1. Na primeira interpelação de Horácio ao fantasma, há um misto de temor ao desconhecido, arrogância perante uma entidade do além que deveria responder às suas palavras autorizadas, encenação de autoridade perante os guardas menos instuídos etc. E ali se desenha uma rede de hierarquias: Horácio, como homem letrado, está acima dos guardas, sendo a pessoa indicada para abordar o fantasma; Horácio, enquanto vivo, está acima do fantasma, podendo fazer-lhe exigências; mas o fantasma, enquanto Rei, está acima de todos eles, não querendo falar com tais pessoas menos graduadas. É esse jogo de hierarquias que levará à necessidade de buscar alguém que fosse ao mesmo tempo letrado e nobre, donde a ideia, que surgirá em breve, de trazer Hamlet para falar com o fantasma que se parece com seu pai.

2. Enquanto Horácio e os guardas falam entre si tratando-se como "you" (à exceção do pedido para Horácio falar com o fantasma, que já faz parte de uma linguagem ritual), Horácio fala ao fantasma tratando-o como "thou". Isso seria como, em português, transitar do "você" para o "vós". É a transição para uma linguagem formal e antiquada, típica do inglês medieval e das versões inglesas da Bíblia, principalmente a Bíblia de St. James. Era também a linguagem utilizada em exconjuros e exorcismos, além de ser muito comum nos interrogatórios públicos da Inquisition. Horácio, como homem culto, não cria em fantasma, nunca vira um, muito menos o interpelara antes. Aqui o scholar está certamente imitando a linguagem de padres e feiticeiros de que já ouvira falar por meio de histórias populares. Shakespeare tinha sabidamente grande desprezo por toda essa gente e reputava como superstição a crença em seus saberes e poderes sobre as coisas do outro mundo. Aqui o Bardo volta a mostrar, como em outras peças, que, se existe um mundo dos mortos e um sobrenatural, ele não se conforma às nossas tolas expectativas nem se dobra às nossas caprichosas vontades.

3. Duas vezes Horácio usa a expressão "I charge thee", que é uma fórmula inglesa medieval para "Eu te ordeno", "Eu te exijo". A expressão é muito conhecida por ser a tradução para o inglês medieval do grego "tha sas chreosoun" e do latim "ego te exconiuro", que se encontram frequentemente no Novo Testamento, sobretudo nos Atos dos Apóstolos e nas Epístolas paulinas. Embora Horácio a tenha empregado provavelmente por simples imitação dos exconjuradores e exorcistas, ela indica não apenas que Horácio pensa ter autoridade sobre o fantasma, mas também que, a despeito da aparência com que a visagem se mostra, Horácio não julga que se trate verdadeiramente do Rei Hamlet. Volto a esse ponto nos comentários seguintes.
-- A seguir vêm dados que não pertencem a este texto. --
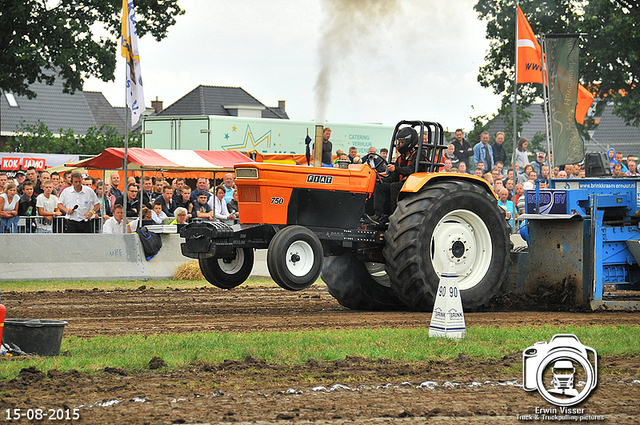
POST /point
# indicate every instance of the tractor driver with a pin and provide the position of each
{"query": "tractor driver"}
(389, 189)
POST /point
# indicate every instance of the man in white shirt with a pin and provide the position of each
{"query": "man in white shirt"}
(116, 224)
(80, 203)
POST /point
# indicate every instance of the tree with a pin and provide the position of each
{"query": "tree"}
(609, 55)
(38, 138)
(38, 38)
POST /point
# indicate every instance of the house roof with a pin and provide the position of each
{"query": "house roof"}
(164, 159)
(611, 131)
(58, 110)
(103, 112)
(211, 100)
(51, 106)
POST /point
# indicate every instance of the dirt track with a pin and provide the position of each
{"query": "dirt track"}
(150, 311)
(354, 390)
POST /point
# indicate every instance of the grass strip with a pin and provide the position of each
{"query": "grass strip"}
(133, 352)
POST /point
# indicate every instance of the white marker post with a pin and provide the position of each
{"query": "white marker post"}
(448, 317)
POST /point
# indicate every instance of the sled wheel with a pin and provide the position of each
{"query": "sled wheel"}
(351, 284)
(227, 273)
(451, 222)
(295, 258)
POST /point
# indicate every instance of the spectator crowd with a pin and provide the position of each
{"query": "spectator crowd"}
(89, 205)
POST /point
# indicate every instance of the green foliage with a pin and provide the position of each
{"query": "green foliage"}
(133, 352)
(110, 285)
(38, 138)
(480, 124)
(609, 52)
(39, 36)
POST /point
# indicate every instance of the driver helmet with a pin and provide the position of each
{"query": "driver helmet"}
(406, 139)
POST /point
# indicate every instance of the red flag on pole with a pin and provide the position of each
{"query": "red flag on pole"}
(529, 53)
(585, 99)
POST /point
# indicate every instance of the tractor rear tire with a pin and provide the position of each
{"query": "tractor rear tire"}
(349, 282)
(450, 222)
(294, 258)
(225, 273)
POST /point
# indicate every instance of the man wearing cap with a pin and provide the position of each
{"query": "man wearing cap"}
(388, 190)
(539, 162)
(462, 148)
(20, 178)
(483, 152)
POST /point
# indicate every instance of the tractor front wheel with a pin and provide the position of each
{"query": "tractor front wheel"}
(452, 222)
(294, 258)
(227, 273)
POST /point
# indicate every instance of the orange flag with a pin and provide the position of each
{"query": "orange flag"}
(529, 53)
(585, 99)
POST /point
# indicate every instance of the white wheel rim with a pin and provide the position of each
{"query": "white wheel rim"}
(299, 258)
(461, 238)
(235, 265)
(378, 273)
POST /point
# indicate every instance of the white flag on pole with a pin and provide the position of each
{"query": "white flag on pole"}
(129, 49)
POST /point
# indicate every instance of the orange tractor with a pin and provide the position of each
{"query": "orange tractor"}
(311, 220)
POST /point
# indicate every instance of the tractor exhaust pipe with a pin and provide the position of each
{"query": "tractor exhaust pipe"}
(317, 152)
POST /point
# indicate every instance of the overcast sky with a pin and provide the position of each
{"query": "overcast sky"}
(370, 61)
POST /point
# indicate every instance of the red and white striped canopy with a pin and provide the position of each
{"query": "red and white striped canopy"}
(164, 159)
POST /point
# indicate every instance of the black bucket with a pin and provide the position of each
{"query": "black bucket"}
(34, 336)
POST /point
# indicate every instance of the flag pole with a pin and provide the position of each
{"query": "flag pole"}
(545, 88)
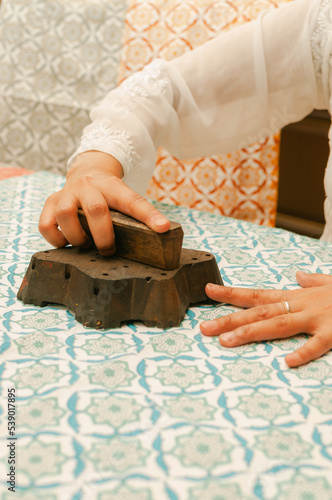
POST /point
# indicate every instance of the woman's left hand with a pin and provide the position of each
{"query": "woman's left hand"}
(267, 318)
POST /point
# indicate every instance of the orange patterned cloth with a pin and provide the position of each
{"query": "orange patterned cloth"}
(243, 184)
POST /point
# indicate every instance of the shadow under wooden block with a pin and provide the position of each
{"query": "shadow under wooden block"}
(103, 292)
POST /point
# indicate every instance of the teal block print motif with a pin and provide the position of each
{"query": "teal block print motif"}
(138, 413)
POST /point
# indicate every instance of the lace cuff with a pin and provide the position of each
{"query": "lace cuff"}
(121, 143)
(100, 137)
(321, 46)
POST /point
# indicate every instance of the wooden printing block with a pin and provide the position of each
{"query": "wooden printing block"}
(103, 292)
(135, 241)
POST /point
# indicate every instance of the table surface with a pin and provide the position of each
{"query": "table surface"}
(137, 413)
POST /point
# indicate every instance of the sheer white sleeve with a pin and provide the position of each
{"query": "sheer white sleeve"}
(243, 85)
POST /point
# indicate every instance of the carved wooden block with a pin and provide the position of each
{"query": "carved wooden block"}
(103, 292)
(135, 241)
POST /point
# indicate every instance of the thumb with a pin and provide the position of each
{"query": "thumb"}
(314, 279)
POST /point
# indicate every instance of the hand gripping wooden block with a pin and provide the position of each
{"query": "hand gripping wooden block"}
(136, 241)
(103, 292)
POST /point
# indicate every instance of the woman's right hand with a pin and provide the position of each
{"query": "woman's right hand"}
(94, 184)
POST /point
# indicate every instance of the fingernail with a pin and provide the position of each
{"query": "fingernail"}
(87, 243)
(227, 337)
(210, 325)
(212, 287)
(159, 220)
(294, 359)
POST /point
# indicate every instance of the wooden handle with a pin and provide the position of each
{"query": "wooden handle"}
(135, 241)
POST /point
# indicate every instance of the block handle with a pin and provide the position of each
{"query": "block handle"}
(135, 241)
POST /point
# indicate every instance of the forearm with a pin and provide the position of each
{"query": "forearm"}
(240, 87)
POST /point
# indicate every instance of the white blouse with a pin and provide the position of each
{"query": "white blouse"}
(243, 85)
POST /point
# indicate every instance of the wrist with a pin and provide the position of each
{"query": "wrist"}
(95, 163)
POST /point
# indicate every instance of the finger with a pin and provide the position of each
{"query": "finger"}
(283, 326)
(314, 279)
(99, 220)
(242, 318)
(245, 297)
(67, 219)
(315, 347)
(48, 226)
(132, 204)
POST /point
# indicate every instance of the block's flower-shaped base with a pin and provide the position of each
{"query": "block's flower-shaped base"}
(103, 292)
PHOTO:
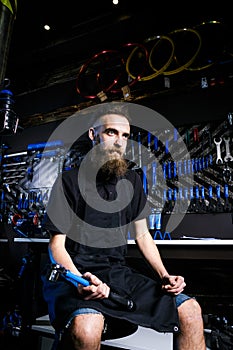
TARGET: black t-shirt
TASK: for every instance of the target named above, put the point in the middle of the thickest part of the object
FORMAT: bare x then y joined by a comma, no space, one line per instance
96,214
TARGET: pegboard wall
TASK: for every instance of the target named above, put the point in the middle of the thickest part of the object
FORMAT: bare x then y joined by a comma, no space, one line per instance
26,177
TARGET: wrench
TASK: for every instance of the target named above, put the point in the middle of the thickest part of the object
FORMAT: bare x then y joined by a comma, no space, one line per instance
218,149
228,155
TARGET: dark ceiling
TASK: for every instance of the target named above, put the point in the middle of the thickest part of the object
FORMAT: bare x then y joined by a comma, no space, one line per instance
40,59
79,29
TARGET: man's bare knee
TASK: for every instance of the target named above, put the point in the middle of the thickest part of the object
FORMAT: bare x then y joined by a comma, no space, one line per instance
86,331
190,311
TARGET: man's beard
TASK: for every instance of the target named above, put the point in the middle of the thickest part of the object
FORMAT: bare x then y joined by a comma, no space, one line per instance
111,167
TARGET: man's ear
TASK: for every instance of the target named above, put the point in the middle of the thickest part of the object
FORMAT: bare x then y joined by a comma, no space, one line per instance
91,134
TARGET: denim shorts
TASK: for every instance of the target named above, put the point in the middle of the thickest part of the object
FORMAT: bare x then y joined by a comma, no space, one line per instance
180,298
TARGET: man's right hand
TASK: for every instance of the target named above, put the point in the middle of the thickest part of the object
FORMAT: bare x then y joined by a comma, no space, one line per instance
96,290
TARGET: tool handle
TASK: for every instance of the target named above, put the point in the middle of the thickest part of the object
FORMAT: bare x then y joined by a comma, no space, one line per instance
126,303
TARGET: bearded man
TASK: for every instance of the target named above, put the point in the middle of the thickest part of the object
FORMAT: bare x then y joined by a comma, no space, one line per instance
91,209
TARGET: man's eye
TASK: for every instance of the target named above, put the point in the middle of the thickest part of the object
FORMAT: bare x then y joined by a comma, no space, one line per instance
110,132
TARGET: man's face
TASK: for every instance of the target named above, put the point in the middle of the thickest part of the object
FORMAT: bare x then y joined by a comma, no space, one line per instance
111,133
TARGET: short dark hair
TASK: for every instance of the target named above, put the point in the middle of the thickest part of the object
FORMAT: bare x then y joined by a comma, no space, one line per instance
120,108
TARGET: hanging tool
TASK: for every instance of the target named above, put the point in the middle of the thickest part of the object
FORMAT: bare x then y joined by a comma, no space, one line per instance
218,150
59,271
228,156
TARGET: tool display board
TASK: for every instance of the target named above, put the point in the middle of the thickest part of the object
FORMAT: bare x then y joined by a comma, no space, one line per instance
26,177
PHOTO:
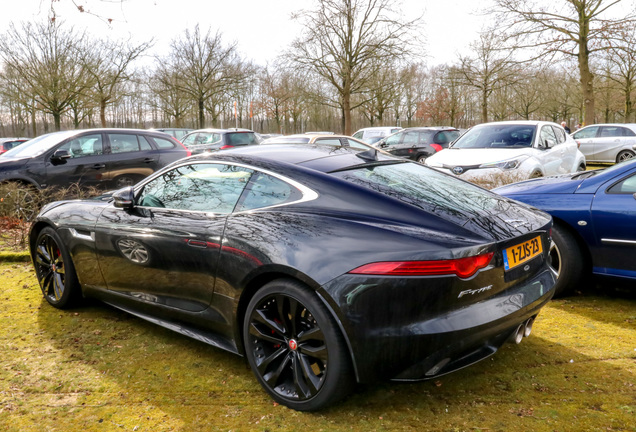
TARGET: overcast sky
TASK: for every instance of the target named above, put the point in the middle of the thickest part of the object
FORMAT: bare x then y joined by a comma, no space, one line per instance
262,28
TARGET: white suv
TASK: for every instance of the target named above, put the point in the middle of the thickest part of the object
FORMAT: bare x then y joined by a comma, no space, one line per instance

4. As expressões "figure" e "look like" são sempre usadas para fazer referência à semelhança do fantasma com o Rei Hamlet. Aqui a justificativa se encontra nas crenças medievais. Demônios, feiticeiros ou entidades da floresta podem assumir a aparência de seres humanos, inclusive daqueles que já morreram, para enganar os humanos. Assim, convém desconfiar da aparência com que supostos fantasmas se apresentam. Além disso, fantasmas de pessoas mortas são almas penadas, presas a um limbo entre o aquém e o além devido a culpas (próprias ou alheias) não expiadas e a negócios irresolutos. Como se sabe que tinha sido digna e virtuosa a vida do Rei Hamlet e se acredita que foi natural a sua morte, não há razões para crer que seu fantasma estaria ainda preso e vagando por entre os mundos.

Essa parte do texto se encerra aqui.